Mas teria sido campeão, não fosse o russo Vitaly Petrov, que lhe negou a passagem e, consequentemente, um provável tricampeonato no GP de Abu Dhabi, última prova do ano. O título acabou nas mãos de Sebastian Vettel, por apenas 4 pontos de diferença. Para alguns, apenas justiça que foi feita. E a imagem do espanhol ficou ainda mais defasada, pois ele levantou a mão em furiosa insatisfação contra o russo Petrov, que estava apenas fazendo sua própria corrida de maneira limpa.
Acabado o campeonato de 2010, a Ferrari de fato tinha voltado a ser competitiva, e esperava que essa curva continuasse em ascendência. Mas os anos seguintes provaram o erro em pensar assim. Alonso sofreu com um carro fraco em relação às Red Bull em 2011, vencendo apenas o GP da Inglaterra daquele ano.
No ano seguinte, voltou a disputar o título, vencendo três provas e perpetrando uma regularidade que quase lhe garantiu finalmente seu terceiro título mundial, mas viu a oportunidade cair por terra em decorrência de dois acidentes que lhe fugiram à responsabilidade, nos GPs da Bélgica e do Japão. E perdeu o título mundial por três pontos, novamente para Vettel. No ano seguinte, voltou a sofrer com uma performance deficiente da Ferrari e viu seu maior rival até então se consagrar o mais jovem tetracampeão da história da Fórmula 1.

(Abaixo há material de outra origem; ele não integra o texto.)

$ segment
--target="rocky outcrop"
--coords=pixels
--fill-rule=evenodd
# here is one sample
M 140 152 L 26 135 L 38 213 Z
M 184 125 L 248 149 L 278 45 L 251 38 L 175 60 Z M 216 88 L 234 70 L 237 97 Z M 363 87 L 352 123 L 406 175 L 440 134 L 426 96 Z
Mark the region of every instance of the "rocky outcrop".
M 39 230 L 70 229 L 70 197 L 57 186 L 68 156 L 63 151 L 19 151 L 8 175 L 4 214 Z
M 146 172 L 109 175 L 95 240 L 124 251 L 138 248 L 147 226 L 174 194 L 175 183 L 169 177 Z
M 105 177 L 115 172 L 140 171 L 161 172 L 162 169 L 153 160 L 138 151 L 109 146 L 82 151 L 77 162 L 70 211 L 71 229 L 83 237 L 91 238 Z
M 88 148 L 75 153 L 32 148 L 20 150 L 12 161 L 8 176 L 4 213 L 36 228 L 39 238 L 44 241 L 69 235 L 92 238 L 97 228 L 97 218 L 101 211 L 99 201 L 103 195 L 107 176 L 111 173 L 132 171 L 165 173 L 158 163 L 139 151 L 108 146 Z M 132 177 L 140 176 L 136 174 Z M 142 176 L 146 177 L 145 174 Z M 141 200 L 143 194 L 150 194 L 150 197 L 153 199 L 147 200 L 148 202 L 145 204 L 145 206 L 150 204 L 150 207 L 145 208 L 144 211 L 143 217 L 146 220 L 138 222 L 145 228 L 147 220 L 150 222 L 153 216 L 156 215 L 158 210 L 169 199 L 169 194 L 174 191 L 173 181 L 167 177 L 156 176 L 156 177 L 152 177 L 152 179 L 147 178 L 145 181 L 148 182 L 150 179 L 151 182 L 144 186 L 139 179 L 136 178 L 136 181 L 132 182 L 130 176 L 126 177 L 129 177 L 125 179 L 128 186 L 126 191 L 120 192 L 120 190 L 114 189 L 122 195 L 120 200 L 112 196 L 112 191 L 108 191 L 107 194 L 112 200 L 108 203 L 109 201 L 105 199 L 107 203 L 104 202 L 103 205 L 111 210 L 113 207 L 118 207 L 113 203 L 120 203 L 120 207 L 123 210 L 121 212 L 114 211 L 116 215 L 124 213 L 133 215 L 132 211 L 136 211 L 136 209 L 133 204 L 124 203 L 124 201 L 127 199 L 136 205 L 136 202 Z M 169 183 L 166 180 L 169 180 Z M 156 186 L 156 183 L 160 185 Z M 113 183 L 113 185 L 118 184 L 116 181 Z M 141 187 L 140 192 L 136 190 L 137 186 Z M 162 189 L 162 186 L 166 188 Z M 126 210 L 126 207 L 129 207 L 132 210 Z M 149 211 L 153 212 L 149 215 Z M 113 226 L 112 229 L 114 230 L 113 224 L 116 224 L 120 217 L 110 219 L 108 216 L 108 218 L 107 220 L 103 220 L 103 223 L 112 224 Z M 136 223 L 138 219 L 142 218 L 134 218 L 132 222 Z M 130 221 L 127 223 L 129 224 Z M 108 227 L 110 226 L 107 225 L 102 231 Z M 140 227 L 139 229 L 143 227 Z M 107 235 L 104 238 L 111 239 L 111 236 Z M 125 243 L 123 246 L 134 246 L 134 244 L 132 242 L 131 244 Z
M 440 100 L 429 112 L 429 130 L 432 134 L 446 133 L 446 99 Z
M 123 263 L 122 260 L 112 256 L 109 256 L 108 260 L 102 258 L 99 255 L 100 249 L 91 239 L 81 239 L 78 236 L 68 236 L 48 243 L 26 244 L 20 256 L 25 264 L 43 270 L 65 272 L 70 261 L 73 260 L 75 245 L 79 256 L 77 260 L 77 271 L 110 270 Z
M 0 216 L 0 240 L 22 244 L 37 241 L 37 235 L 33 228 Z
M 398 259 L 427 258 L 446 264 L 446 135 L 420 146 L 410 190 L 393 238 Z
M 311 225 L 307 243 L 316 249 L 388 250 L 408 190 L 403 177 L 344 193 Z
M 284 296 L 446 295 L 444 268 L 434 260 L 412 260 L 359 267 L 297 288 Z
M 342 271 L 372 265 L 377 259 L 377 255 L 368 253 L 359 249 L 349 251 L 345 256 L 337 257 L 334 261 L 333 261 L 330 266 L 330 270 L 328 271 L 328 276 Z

Mas a mais notória característica de Alonso nesse período como piloto da Ferrari não foi outra senão a verborragia. Era comum ver o espanhol desabafando para a imprensa sobre tudo: sobre as deficiências de seu time, ou fazendo rasteiros jogos psicológicos contra Vettel, dando declarações de auto-ajuda de tias de meia-idade...
A paciência da Ferrari com seu protegido durou até certo ponto, porque havia alguma razão em suas palavras. Mas atacar o time de forma tão escancarada definitivamente não pegou bem em Maranello, principalmente depois que a chefia mudou em 2014: Saiu Stefano Domenicalli e entrou Marco Matiacci. Em resumo, Alonso era um baita de um piloto na pista, mas um péssimo contribuinte para a equipe.
Trabalhos em grupo deliberadamente não são seu forte. Egocêntrico e com o rei na barriga, o a personalidade do espanhol não era o que sua equipe precisava para mudar os rumos. Ao mesmo tempo, o temperamento dele não ajudava: Exigiu um salário astronômico para ficar na equipe. Matiacci não aceitou e deu-lhe um pé na bunda.
Alonso está às vésperas de completar 34 anos e seus dois títulos do tempo do ronca obviamente não fazem jus à sua capacidade como piloto, mas dizem respeito a uma tendência virtualmente incorrigível para tomar decisões erradas para seu futuro profissional. Sim, pois apostou num retorno à McLaren, que agora está equipada com motores Honda.
Ah, a Honda. Voltou toda cheia de pomposidade, fazendo um show de pirotecnia cinematográfica e um fabuloso alarde sobre a volta dos bons e velhos tempos com sua velha parceira McLaren, Ron Dennis à frente. Contratou Alonso!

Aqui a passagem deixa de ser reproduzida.